その時の気持ちを、毎日のように手紙に書いて渡していたような記憶がある。今思い返すと、恥ずかしくて仕方ない。
「そんなもの、とっておいたの?私はてっきり捨ててしまったと思ってたよ」
「これはね、この一通だけは、宝物なんだ。でも、どの手紙かは教えてあげない、僕の心にバシッときたやつなんだ、これは」
何通書いたかわらかない、光太郎への手紙。あの頃は携帯電話もなく、簡単に話をするチャンスもなかった。友達の先輩として紹介された光太郎は、年上だったこともあってあの頃の私にはとても大人に見えた。だから最初はまるで優しい兄のような感覚で、相談を持ちかけていたと思う。

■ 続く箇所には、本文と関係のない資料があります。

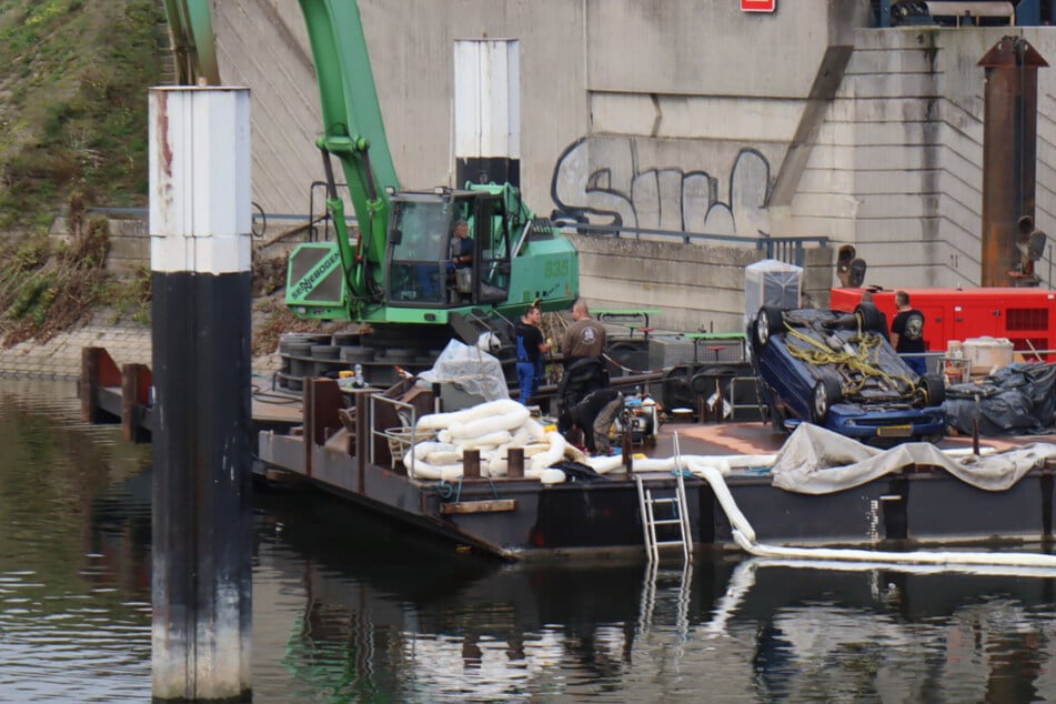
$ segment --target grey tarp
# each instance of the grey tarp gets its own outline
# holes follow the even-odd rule
[[[946,422],[970,434],[976,415],[982,435],[1037,435],[1053,429],[1056,365],[1004,366],[977,382],[946,388]],[[978,402],[976,402],[978,398]]]
[[[859,486],[906,466],[932,465],[986,491],[1003,491],[1046,460],[1056,460],[1056,445],[1034,443],[985,457],[951,456],[926,442],[891,450],[803,423],[777,453],[772,469],[774,486],[801,494],[829,494]]]

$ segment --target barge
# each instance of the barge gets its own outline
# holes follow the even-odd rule
[[[98,350],[86,350],[84,360],[80,393],[87,420],[108,414],[122,419],[129,440],[149,434],[149,370],[128,365],[119,372]],[[272,484],[306,482],[364,510],[513,561],[641,560],[651,527],[661,546],[728,547],[737,543],[737,511],[756,541],[776,545],[904,550],[925,544],[1017,545],[1053,535],[1056,445],[1047,444],[1056,440],[1053,436],[990,439],[982,450],[973,449],[970,438],[948,438],[945,450],[975,457],[961,476],[938,462],[921,463],[906,454],[846,489],[790,491],[775,485],[774,459],[781,462],[783,455],[812,450],[824,454],[825,447],[815,446],[823,441],[806,433],[817,429],[805,425],[804,439],[797,441],[799,430],[788,438],[761,422],[666,422],[655,445],[626,447],[624,455],[606,459],[606,471],[571,472],[569,481],[560,483],[543,483],[512,463],[502,476],[487,476],[480,465],[467,463],[463,476],[425,479],[409,471],[404,460],[418,440],[411,429],[438,411],[438,399],[433,390],[410,381],[388,390],[350,390],[330,379],[305,379],[303,402],[298,404],[259,394],[253,404],[257,476]],[[793,453],[790,446],[796,442]],[[882,452],[847,442],[871,456]],[[624,442],[628,444],[630,435]],[[987,449],[1016,455],[998,472],[1002,486],[965,481],[982,471],[975,451]],[[715,485],[714,476],[671,471],[663,457],[724,467],[717,480],[722,485]],[[815,472],[836,475],[832,469]],[[665,527],[671,522],[661,514],[652,521],[644,517],[643,490],[656,504],[681,501],[684,516],[677,511],[673,515],[686,520],[684,527]],[[735,504],[732,514],[730,501]],[[674,540],[665,540],[665,530],[674,532]]]
[[[99,420],[103,408],[118,409],[127,438],[149,432],[153,421],[144,370],[127,368],[122,383],[115,385],[115,365],[91,364],[90,359],[86,351],[81,399],[86,413],[94,410],[88,420]],[[94,373],[98,368],[109,370],[110,378]],[[283,402],[269,410],[275,405],[254,399],[259,479],[306,482],[362,509],[505,560],[642,559],[651,523],[660,531],[654,541],[661,544],[732,546],[737,525],[724,503],[726,493],[751,523],[755,540],[772,544],[1015,545],[1053,535],[1056,446],[1047,444],[1056,440],[1052,436],[986,441],[984,452],[988,446],[1018,453],[998,472],[1002,486],[965,481],[964,475],[970,479],[980,471],[982,460],[973,451],[973,439],[949,438],[943,441],[944,449],[959,449],[976,459],[965,464],[962,476],[932,460],[921,463],[906,455],[853,486],[804,493],[776,486],[773,465],[767,465],[782,453],[791,456],[790,445],[799,431],[788,439],[760,422],[667,422],[658,429],[654,446],[630,449],[615,460],[616,466],[610,459],[604,473],[573,472],[570,481],[547,484],[512,465],[503,476],[482,475],[479,466],[466,466],[463,476],[447,480],[409,472],[405,453],[415,442],[409,429],[438,410],[438,395],[410,382],[381,391],[306,379],[303,403]],[[804,438],[797,453],[809,452],[819,442],[817,436]],[[871,455],[881,452],[853,444]],[[725,464],[722,485],[714,485],[714,477],[708,481],[656,464],[657,459],[675,456]],[[684,527],[664,529],[660,514],[652,521],[643,517],[643,487],[657,504],[663,497],[681,499]],[[673,541],[664,539],[664,530],[674,531]]]

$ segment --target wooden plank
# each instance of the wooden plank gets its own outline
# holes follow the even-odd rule
[[[494,513],[499,511],[515,511],[516,499],[496,499],[495,501],[460,501],[457,503],[440,504],[441,515],[455,513]]]

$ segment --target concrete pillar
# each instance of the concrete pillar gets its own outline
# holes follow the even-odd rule
[[[461,40],[454,48],[455,188],[521,184],[520,42]]]
[[[150,92],[155,700],[251,692],[249,98]]]

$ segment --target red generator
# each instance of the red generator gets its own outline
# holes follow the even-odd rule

「何を書いたやつなんだろ?全然記憶にないや。とにかくグチばかり書いてたような?」
「そうだったかもね。このまま流されるように結婚するのは嫌だと、よく言ってたね。で、僕は妹のように相談に乗ってたけど。この手紙を読んだ時、初めて自分の気持ちに気づいてさ、その時付き合ってた彼女に、めちゃくちゃ頭を下げて別れてもらったんだよね」
「え?うそ!あの時、彼女いたの?」
「うん、あれ?言ってなかったっけ?」
結婚30年を過ぎた今になって知らされた事実。
「うわ、じゃあ私、略奪婚してたの?」
「それを言うなら僕もだよ、涼子ちゃんの結婚を止めて自分が結婚したんだから。とにかく、人生のターニングポイントになった手紙が入れてあるんだ。これは僕の一生の宝物なんだよ」
光太郎は、その手紙を大事そうに両手に包んだ。
「わかった、いまさら私も見ないけど。そんなものを入れてたんだね。あとは、それは子どもたちの思い出の品?」
「そう、僕にとっては全部宝物。これは棺に入れてもらうつもりで集めてあるんだよ。だからもしもの時は、この箱の中身を僕の棺に入れてね」
「えーっ!それって早すぎる終活だよ」
「この年になると、いつ何があってもおかしくないからさ。涼子ちゃんもそんなものがあったら、わかるようにしておいてね」
「あったらね、私にはないかな、そういうものは」
やっぱりこの人はロマンチストだと思った。